In his third chapter, Padiyar uses the idea of the dream to discuss Fragonard’s innovative drawing practice. Fragonard was an extraordinary and prolific draughtsman (he was said to shed sketches like leaves) and his drawings were highly appreciated – and highly remunerated – by his contemporaries. This coincided with the rising status of drawings in the second half of the 18th century, when for the first time they were collected, exhibited and discussed in their own right. The focus here is on the body of work Fragonard produced during his second visit to Italy, in 1773-74, with his patron Bergeret de Grancourt, Saint-Non’s brother-in-law. The drawings are unusual in their asynchronic use of graphite, chalk and ink wash, as well as in their execution: fluid landscapes populated by lightly sketched figures, whose actions and attributes are difficult to discern. Padiyar likens them to daydreams and suggests that Fragonard’s vision of Italy as a personal reverie contributed to his conflict with Bergeret, recorded in the latter’s travel journal. He was an evasive travel companion – Bergeret complained that he didn’t fulfil his function as a Grand Tour guide – and his oneiric drawings could be interpreted as uncommunicative, even anti-social.

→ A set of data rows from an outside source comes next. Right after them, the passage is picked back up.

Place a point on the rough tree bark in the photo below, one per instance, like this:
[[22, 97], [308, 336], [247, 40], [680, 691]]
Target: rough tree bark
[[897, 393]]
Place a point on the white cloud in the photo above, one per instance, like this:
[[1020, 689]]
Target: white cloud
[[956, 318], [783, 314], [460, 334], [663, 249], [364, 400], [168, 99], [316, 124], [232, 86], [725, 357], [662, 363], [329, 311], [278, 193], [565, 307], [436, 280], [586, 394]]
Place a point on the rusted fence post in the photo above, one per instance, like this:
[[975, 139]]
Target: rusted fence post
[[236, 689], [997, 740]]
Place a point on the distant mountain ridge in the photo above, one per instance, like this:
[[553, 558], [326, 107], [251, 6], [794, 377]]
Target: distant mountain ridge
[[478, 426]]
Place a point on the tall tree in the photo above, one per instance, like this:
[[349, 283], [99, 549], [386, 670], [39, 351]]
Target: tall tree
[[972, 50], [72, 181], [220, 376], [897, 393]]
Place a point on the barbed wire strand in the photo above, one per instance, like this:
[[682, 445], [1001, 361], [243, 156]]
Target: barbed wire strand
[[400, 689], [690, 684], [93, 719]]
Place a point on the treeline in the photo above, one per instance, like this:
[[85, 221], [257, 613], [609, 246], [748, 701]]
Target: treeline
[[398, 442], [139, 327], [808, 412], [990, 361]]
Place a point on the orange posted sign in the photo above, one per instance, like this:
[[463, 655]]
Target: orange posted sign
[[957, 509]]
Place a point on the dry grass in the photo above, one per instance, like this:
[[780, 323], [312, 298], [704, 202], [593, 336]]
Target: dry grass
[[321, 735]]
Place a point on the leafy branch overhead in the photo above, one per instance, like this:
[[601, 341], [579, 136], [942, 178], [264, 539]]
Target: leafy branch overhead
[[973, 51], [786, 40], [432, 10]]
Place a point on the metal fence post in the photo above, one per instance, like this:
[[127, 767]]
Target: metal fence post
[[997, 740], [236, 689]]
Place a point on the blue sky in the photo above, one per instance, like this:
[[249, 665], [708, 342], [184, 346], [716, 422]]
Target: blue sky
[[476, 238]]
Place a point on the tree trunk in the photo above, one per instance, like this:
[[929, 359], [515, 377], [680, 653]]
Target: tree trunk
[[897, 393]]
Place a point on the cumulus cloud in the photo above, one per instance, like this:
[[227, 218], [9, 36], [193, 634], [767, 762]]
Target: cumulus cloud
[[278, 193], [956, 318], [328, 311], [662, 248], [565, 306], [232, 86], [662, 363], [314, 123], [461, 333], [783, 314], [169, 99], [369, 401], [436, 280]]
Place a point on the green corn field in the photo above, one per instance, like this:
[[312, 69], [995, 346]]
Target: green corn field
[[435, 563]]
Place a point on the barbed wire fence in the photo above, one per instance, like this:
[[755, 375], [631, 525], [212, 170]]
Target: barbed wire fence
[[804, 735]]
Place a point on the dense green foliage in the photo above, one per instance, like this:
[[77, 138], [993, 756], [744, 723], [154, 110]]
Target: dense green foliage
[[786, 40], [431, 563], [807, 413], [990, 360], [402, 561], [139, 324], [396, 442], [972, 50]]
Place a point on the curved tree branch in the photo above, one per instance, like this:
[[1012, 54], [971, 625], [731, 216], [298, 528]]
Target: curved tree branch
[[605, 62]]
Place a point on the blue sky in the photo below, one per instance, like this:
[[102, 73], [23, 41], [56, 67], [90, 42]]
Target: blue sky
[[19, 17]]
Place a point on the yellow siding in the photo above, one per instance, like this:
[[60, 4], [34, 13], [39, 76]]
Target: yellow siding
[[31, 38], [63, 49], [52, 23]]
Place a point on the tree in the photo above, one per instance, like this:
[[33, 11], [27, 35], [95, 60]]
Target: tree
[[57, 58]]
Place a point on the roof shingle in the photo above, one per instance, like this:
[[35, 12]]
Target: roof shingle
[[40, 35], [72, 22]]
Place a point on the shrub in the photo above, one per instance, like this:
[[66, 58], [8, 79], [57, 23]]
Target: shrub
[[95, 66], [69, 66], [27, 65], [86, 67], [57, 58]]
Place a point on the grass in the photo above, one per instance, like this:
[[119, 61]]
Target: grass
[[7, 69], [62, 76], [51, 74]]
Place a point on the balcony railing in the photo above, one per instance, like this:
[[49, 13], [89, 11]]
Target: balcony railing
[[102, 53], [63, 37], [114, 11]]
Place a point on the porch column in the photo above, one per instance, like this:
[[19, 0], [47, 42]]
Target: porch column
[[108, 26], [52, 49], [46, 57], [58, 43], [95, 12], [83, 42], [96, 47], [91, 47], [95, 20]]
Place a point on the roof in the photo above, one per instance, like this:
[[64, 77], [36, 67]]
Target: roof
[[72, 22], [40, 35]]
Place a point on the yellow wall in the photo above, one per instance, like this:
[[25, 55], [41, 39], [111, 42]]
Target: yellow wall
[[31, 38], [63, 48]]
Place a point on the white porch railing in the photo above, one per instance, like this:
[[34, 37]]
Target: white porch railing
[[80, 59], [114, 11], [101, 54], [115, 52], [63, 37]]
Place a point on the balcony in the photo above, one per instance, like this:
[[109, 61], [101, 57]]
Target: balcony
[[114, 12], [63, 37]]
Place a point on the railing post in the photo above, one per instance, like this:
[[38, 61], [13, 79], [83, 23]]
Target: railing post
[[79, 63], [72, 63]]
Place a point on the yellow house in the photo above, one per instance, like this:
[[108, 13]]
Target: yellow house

Yet if this dreamy style was a rejection of his patron, as Padiyar suggests, it seems to have been lost on Bergeret, who was so covetous of the Italian drawings that he tried to appropriate them all, with the result that Fragonard took him to court. Another explanation for the dreaminess of the drawings would be that they were influenced by the new technique of aquatint, practised in Fragonard’s immediate circle by Saint-Non and others. Saint-Non had used it in combination with etching to reproduce the drawings from Fragonard’s first Italian trip, publishing them in two volumes in 1770. Such translation from one medium to another was typical of the thriving intermedial culture of late 18th-century France in which, as Perrin Stein and others have shown, Fragonard was deeply engaged.
Padiyar gives little sense of the historical conditions that may have influenced Fragonard’s idiosyncratic approach to time. It would have been helpful to hear more about contemporary arguments for time as a subjective process, about the growing use of portable timekeeping devices and the novel idea of time as a personal possession. It is certainly worthwhile to consider the ways in which Fragonard’s delays and abdications made his art possible, rather than seeing them as self-imposed blows to his career, and Padiyar is convincing when he argues that in rejecting certain artistic norms Fragonard was adopting a politics – one that pursued not only sexual but also religious and political freedoms. It restores seriousness to a body of work often characterised by a certain légèreté, and to an artist who can seem light-hearted even in the manner of his death.